- Date: 8–14 April
- Edition: 7th
- Category: World Series
- Draw: 32S / 16D
- Prize money: $600,000
- Surface: Clay / outdoor
- Location: Oeiras, Portugal

Champions

Singles
- Thomas Muster

Doubles
- Tomás Carbonell / Francisco Roig
- ← 1995 · Estoril Open · 1997 →

= 1996 Estoril Open =

The 1996 Estoril Open was a men's tennis tournament played on outdoor clay courts at the Estoril Court Central in Oeiras in Portugal and was part of the World Series of the 1996 ATP Tour.
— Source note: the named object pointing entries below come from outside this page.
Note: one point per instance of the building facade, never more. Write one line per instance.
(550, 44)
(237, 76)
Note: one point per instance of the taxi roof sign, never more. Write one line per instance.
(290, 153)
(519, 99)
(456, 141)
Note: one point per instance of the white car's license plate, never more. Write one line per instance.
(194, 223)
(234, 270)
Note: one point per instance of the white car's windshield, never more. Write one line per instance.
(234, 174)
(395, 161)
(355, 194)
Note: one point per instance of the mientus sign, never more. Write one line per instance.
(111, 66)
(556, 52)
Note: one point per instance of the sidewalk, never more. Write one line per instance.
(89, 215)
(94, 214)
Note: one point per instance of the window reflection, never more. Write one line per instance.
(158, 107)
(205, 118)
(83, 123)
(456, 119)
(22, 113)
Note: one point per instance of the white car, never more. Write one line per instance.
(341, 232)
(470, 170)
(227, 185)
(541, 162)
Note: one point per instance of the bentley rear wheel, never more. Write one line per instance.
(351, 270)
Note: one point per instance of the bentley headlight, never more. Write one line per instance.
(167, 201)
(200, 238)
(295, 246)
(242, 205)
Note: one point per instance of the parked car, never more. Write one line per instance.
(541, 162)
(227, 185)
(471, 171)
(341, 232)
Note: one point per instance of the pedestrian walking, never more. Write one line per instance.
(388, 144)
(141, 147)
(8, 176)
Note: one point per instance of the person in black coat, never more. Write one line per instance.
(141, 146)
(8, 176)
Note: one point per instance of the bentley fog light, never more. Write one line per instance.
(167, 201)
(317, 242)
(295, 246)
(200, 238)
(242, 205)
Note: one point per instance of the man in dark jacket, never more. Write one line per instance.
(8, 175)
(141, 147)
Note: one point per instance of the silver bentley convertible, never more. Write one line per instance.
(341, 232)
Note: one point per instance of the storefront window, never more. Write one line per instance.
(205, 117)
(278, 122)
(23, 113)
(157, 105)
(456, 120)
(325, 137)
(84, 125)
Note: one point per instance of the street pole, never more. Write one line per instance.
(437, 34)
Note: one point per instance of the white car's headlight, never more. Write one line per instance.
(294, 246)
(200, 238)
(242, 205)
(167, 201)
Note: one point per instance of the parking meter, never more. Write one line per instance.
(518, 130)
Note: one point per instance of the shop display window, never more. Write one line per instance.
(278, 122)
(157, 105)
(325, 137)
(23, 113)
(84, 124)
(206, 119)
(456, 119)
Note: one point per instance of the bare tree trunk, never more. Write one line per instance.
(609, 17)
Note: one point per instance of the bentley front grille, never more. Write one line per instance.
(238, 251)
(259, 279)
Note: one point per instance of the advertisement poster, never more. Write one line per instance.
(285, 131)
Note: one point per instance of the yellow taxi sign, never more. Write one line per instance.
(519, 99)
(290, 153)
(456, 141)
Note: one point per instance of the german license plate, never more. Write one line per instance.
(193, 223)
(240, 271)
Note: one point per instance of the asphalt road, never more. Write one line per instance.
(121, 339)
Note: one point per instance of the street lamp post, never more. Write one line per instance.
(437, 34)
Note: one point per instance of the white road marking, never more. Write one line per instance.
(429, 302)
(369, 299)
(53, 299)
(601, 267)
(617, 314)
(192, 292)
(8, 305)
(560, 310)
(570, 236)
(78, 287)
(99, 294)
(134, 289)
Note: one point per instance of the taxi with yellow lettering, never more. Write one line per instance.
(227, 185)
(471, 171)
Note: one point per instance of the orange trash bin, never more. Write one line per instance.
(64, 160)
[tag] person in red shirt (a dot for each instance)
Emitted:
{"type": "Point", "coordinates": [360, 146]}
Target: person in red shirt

It was the seventh edition of the tournament and was held from 8 April until 14 April 1996. Thomas Muster won his second consecutive the singles title at the event.

==Finals==
===Singles===

AUT Thomas Muster defeated ITA Andrea Gaudenzi 7–6^{(7–4)}, 6–4
- It was Muster's 2nd singles title of the year and the 37th of his career.

===Doubles===

ESP Tomás Carbonell / ESP Francisco Roig defeated NED Tom Nijssen / USA Greg Van Emburgh 6–3, 6–2
- It was Carbonell's 1st title of the year and the 16th of his career. It was Roig's 1st title of the year and the 9th of his career.